Hill gets seven years for importing drugs
Acting Puisne Judge Archibald Warner was harsher than the Crown expected yesterday when he sentenced 34-year-old Luke Albert Hill to seven years in jail for three convictions related to drug importation.
On Wednesday, a jury unanimously found Hill guilty of importing 37.1 grams, or $11,550 worth, of 46 percent pure cocaine via Federal Express in February, 1999. They also convicted him of possession of the drug with intent to supply and handling the drug with intent to supply.
Yesterday Mr. Justice Warner handed down concurrent seven-year sentences for all three charges.
Crown counsel Dorian Taylor had suggested a six-year term for Hill while defence lawyer Richard Hector asked Mr. Justice Warner to be lenient with his client and to commit him to jail for only three to four years.

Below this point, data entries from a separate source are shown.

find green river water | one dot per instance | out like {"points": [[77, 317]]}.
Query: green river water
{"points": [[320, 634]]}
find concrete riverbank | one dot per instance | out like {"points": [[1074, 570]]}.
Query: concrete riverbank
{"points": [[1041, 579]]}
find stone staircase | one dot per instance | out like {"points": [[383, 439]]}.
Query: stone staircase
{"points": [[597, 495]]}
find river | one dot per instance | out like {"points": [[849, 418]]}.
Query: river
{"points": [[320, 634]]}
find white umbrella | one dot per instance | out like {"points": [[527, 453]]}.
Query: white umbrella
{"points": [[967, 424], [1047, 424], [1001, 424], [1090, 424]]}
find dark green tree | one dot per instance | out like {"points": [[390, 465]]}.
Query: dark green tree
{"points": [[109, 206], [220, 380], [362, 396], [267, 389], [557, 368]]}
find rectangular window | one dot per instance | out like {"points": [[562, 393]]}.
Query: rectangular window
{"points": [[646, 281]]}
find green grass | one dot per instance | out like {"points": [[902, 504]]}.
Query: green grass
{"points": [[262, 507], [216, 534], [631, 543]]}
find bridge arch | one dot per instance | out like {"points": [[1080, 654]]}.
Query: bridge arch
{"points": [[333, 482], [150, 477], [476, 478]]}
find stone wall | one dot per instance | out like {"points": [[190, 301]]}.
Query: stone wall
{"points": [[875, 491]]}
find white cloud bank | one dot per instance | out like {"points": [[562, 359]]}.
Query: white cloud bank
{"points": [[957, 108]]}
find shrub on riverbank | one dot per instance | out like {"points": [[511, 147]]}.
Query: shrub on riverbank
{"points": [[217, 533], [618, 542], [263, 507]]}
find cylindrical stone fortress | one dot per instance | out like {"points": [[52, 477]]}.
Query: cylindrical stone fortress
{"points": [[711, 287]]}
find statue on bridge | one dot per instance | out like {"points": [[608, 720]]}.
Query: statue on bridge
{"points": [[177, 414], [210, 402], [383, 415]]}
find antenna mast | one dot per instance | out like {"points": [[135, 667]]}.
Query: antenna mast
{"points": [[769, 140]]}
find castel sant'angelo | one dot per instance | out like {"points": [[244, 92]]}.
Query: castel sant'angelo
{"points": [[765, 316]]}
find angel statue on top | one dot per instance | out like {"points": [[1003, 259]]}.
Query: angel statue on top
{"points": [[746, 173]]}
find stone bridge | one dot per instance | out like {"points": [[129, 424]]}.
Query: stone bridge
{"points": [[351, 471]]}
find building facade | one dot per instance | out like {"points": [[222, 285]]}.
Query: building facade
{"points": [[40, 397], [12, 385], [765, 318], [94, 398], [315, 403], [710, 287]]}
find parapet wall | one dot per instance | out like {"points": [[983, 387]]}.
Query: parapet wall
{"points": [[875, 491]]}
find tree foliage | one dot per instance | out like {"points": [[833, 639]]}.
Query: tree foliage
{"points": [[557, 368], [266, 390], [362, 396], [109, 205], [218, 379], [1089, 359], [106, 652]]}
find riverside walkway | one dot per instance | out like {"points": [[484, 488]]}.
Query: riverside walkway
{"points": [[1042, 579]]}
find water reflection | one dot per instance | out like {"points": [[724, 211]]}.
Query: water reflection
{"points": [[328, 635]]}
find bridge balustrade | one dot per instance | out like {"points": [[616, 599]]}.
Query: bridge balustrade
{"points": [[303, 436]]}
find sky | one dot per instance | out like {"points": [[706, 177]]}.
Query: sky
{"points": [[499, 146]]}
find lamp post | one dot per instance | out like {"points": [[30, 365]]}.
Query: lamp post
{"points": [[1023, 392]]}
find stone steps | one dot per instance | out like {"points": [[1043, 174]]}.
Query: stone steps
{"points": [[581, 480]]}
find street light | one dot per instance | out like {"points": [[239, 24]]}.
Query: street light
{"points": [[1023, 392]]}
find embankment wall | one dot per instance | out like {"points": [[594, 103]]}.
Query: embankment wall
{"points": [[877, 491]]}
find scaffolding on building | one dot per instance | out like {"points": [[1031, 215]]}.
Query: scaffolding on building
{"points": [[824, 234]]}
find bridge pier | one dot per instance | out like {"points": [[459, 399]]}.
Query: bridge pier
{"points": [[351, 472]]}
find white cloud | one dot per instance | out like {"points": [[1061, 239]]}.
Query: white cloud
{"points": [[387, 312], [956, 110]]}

According to a Police surveillance team, Hill asked Nneka Powell to collect a FedEx Letter envelope containing drugs from the company's office, then on Par-La-Ville Road. She collected the package and gave it to Hill, who later took it home. When officers entered his residence on Cottage Hill, Hamilton Parish, they heard a toilet flushing and never recovered the control sample they had put in a dummy package that morning. Hill denied receiving a package.
Although Ms Powell told the court she had collected packages for Hill several times before he was caught, Hill's record contained only two minor charges dating back to the mid-1980s, including stealing bicycle parts and receiving a stolen engine; both convictions resulted in fines.

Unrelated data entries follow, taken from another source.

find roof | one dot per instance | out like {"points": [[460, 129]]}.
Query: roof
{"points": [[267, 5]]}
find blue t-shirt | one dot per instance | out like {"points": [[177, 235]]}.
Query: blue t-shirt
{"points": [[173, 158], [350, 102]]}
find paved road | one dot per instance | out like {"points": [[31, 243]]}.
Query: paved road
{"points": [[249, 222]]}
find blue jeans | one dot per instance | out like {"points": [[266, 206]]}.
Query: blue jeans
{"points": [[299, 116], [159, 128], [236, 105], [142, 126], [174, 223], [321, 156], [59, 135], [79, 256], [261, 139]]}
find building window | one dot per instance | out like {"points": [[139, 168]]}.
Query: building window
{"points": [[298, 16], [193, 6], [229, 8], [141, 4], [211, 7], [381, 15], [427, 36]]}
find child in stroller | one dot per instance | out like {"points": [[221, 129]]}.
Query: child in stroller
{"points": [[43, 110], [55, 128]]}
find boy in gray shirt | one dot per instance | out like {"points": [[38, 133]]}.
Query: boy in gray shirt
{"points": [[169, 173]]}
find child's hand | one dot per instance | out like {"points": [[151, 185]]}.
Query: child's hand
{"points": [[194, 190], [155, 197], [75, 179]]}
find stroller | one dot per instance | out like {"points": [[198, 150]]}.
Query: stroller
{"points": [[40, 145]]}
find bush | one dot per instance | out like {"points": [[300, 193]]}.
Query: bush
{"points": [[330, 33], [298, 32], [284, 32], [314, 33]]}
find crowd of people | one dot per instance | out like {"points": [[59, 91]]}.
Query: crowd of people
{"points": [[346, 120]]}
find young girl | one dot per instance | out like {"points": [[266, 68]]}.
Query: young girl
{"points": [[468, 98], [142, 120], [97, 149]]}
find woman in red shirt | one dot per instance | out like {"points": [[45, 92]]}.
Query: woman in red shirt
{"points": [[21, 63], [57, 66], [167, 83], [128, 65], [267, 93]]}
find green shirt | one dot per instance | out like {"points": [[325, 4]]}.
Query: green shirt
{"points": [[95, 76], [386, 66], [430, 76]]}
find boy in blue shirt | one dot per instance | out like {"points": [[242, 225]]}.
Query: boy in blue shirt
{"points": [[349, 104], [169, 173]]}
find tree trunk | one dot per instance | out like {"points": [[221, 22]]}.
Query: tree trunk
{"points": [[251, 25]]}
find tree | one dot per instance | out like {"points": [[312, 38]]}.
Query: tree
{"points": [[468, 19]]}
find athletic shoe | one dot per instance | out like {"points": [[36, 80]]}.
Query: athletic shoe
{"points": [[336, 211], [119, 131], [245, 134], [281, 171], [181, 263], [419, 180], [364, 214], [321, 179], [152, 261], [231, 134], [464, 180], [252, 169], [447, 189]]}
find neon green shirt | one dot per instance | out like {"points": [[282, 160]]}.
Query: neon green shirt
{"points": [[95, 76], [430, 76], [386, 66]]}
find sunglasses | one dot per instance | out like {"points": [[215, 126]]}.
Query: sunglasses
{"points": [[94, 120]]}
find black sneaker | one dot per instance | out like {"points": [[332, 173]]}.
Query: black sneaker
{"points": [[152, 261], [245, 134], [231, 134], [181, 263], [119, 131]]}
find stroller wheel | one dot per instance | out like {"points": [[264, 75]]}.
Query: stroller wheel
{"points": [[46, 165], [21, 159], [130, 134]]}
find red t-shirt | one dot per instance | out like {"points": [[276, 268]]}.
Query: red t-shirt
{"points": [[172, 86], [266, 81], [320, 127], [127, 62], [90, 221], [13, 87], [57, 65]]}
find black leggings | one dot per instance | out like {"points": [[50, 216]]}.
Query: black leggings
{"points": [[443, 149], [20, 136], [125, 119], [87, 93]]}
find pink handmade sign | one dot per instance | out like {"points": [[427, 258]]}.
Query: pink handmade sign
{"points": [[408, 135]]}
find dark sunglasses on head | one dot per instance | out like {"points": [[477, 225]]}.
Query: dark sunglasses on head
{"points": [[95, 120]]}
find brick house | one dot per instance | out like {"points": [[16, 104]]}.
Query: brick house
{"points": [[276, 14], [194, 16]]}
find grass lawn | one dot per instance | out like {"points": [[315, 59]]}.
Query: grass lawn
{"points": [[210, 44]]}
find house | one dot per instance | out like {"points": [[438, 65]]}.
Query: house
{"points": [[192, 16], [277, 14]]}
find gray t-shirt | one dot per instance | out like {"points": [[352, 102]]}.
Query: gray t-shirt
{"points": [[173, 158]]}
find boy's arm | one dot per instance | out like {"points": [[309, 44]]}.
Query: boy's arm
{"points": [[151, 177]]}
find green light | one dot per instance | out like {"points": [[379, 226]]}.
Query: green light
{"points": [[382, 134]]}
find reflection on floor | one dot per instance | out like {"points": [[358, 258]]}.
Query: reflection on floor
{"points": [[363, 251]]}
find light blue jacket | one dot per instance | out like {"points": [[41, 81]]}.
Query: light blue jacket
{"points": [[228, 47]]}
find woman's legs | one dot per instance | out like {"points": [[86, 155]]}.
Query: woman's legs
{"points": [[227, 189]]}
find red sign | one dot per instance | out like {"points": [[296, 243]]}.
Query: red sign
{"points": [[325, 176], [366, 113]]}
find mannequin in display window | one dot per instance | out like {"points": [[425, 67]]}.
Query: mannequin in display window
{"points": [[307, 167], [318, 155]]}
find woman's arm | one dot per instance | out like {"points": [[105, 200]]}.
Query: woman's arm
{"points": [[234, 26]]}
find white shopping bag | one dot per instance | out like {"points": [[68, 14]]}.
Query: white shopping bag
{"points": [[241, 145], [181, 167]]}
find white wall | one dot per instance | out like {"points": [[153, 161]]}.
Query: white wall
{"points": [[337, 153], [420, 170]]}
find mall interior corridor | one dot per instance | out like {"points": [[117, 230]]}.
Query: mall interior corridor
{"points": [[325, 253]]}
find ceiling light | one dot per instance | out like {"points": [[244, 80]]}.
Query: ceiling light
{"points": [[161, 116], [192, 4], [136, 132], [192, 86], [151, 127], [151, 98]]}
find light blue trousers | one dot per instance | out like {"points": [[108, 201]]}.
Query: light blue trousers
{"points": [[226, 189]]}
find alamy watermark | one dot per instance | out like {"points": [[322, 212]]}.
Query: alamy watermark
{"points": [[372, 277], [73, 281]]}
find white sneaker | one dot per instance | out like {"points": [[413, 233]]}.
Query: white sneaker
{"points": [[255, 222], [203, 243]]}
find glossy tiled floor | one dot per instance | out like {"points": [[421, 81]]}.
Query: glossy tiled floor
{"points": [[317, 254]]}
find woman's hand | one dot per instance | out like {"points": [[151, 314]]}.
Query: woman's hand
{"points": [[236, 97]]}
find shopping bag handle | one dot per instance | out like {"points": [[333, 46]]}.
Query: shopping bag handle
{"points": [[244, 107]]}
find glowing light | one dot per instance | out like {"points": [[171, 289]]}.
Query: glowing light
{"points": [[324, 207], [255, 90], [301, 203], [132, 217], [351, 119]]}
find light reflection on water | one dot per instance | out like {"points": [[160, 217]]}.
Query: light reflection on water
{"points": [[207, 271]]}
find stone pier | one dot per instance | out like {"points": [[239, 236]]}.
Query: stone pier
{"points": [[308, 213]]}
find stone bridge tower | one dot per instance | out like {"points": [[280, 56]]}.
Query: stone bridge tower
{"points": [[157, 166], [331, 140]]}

The Crown also presented a document from the Federal Bureau of Investigation which said Hill was convicted of possessing marijuana with intent to supply in Clinton, Massachusetts, in 1989. He was given a three- to five-year prison sentence in 1990, but was deported to Bermuda two months later.
Mr. Hector objected to the presentation of the FBI document in court, saying that it was unfair to his client as its authenticity was not verified.
But after some heated discourse between the lawyer and the judge, Mr. Justice Warner told him that the document was not evidence, only information, and needed only to be proved if the defendant denied the charges.
After consulting with Mr. Hector, Hill did exactly that.
But the Crown could not prove that he was convicted and Acting Justice Warner did not take the alleged crimes into consideration in sentencing.
Mr. Hector also disputed that the drug imported was crack, which Mr. Justice Warner indicated would carry a higher sentence than if cocaine had been imported.
"It is not clear to me from the Government analyst's certificate that this is crack cocaine," he told the court. "It says it was present as cocaine freebase. What does that mean?"
Mr. Justice Warner told him that freebase cocaine is known colloquially as crack.
Before he had even begun to write his decision, Mr. Justice Warner said: "I don't think six years is the tariff and I don't think three to four years is the tariff either."
But he agreed with Mr. Taylor when he said Hill had taken advantage of a "simple-minded and intellectually weak person" when he asked Ms Powell to collect the package for him.
Mr. Taylor said the court needed to protect people like Ms Powell from people like Hill.
Mr. Hector said his client had a clean record and the quantity of drugs he imported was relatively small. He also noted that Hill had chosen to be tried in Supreme Court rather than Magistrates' Court, and if his case had been heard by a Magistrate rather than a jury, the maximum sentence would have been five years.
Mr. Justice Warner said: "The defendant has shown no remorse and there are few mitigating factors."
He took into consideration a precedent which said "very little" consideration should be given to the defendant's age and the absence of a previous record in a drugs case such as this one.